When the song ended, Susan clapped her hands, then blushed when they all looked at her.
“That was beautiful,” she said softly to Lucinda. “What language was that you were singing?”
“It’s called Romani.”
“Romani? Is that like Romanian?”
“Is that what you are, your family? Romanian?”
Lucinda scowled. “We’re Americans. We come from all over, like you.”
Susan thought about her mother’s family, which was Dutch and German, and her father’s family, which was Scots-Irish; she saw Lucinda’s point. Anyway, it seemed to Susan that her friend was a little touchy on the subject, so she dropped it.
Another song had started, this one sung by Uncle Nick with the rest supplying harmony.
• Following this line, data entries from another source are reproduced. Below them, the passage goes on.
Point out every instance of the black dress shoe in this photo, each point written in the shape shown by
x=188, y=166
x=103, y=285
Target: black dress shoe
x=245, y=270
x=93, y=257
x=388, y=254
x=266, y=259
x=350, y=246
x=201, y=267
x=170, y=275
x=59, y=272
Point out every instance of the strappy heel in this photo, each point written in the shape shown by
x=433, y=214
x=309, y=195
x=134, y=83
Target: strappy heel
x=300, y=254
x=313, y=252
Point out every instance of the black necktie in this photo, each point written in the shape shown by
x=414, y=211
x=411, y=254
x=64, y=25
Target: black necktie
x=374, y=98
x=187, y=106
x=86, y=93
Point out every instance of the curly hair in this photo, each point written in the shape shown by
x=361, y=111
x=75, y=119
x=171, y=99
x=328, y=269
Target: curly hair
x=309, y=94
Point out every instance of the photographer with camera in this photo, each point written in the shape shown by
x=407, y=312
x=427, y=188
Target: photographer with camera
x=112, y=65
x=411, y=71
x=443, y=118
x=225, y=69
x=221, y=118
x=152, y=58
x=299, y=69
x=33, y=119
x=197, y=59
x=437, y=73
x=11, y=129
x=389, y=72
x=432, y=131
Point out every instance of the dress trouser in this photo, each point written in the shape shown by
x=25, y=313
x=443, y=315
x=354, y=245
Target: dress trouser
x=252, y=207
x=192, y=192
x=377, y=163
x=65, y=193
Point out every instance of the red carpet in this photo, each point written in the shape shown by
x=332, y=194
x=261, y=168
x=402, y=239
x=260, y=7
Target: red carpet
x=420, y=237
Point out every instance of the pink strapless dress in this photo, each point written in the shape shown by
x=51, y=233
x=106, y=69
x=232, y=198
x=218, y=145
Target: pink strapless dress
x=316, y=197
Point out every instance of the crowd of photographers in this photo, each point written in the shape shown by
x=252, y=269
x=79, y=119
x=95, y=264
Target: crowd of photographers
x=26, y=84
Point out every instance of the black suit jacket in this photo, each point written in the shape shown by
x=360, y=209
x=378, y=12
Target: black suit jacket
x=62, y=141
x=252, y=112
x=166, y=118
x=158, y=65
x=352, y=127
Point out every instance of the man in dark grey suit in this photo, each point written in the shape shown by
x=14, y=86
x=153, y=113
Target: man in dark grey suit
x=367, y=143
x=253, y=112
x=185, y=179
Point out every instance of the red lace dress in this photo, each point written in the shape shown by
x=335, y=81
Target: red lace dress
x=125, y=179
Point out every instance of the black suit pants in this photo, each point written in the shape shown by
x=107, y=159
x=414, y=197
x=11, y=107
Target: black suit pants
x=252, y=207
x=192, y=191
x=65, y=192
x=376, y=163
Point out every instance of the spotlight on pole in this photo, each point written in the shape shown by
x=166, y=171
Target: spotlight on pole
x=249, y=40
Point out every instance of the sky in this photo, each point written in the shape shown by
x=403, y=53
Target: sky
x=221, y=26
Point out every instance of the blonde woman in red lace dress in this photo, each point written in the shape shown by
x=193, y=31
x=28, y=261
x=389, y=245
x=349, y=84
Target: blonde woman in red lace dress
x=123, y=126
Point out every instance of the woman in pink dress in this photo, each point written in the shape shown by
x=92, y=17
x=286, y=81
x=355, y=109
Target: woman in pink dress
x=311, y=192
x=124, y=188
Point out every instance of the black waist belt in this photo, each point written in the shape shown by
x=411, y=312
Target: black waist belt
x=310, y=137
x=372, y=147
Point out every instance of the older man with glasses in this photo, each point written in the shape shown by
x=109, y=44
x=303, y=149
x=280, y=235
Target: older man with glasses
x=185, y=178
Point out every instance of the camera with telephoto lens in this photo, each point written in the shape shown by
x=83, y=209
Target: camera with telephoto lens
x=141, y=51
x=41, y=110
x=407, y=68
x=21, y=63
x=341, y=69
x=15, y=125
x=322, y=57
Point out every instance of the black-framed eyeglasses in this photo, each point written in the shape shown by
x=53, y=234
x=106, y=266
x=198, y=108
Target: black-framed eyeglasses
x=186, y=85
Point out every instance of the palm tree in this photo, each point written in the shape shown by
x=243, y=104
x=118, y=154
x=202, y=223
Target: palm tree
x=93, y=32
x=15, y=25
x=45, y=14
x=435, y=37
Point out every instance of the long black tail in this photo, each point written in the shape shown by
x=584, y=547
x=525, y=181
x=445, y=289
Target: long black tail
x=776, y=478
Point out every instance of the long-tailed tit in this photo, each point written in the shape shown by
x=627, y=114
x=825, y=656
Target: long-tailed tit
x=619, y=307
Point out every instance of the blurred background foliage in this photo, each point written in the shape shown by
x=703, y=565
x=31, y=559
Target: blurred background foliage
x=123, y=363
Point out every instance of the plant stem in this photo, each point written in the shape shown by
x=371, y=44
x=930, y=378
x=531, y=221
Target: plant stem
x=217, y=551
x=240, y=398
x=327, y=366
It was raucous and fast and involved rhythmic hand-clapping and foot stomping. Lucinda and Angelo got up to dance, and Susan was just looking back at George when a car came squealing into the parking lot. The car was a convertible. There were three young men in it. They threw beer bottles at the patio. One of them shouted, “Dirty Gypsies!”
The car spun around in the parking lot, which really was not big enough for that sort of thing. It barely missed the bumper of Uncle Nick’s gleaming minivan. The car made black tire marks on the pavement and the smell of burning rubber blew across the patio.
Before Susan even had time to be frightened, the convertible had roared off down the street. One of the young men yelled, “Go back where you came from!”
There was a moment of silence on the patio, after the car had gone. Millie and Sophia scurried about, sweeping up broken glass and making sure no one was cut. They made little jokes about rude neighbors and litter bugs, trying to cheer up the little kids, who were scared. But George and Angelo and the men just shrugged their shoulders and gave each other knowing looks.
Susan did not understand any of this and completely forgot to be shy when she asked, “Why did they do that?”
Uncle Stefan smiled at her, and the relaxed, amused expression on his face made her feel better. He didn’t seem to take it very seriously.
“They probably didn’t like Nick’s singing,” he said. He chuckled at the look his brother gave him.
The glass was cleaned up and the guitars started again. Somehow, the car and the beer bottles were forgotten, and there was music and dancing until the little kids got too sleepy. Then Uncle Nick and Aunt Millie packed up the minivan with guitars and leftover food and tired kids. They drove off, their tires crossing the rubber streaks on the pavement.
“Come on girls, it’s time you were settled down for the night,” Lucinda’s mother said, blowing out candles. “Say goodnight to Uncle Stefan.”
Lucinda went to where her uncle sat in the deck chair, apparently relaxed, still plucking idly at his mandolin. She planted a kiss on his cheek, and hugged him briefly around the neck. He set his mandolin down to embrace her, kissing her on both cheeks.
He looked over at Susan, and extended his hand to her. When she took it, he turned her hand and placed a very proper, courtly kiss on the back of it, right by the knuckle.
“Goodnight, ladies,” he said, as he leaned back in his chair and picked up his mandolin. Susan looked back over her shoulder at him just before she walked inside. He was strumming softly, gazing off into the distance. He seemed far away and still. It was a look like Lucinda’s.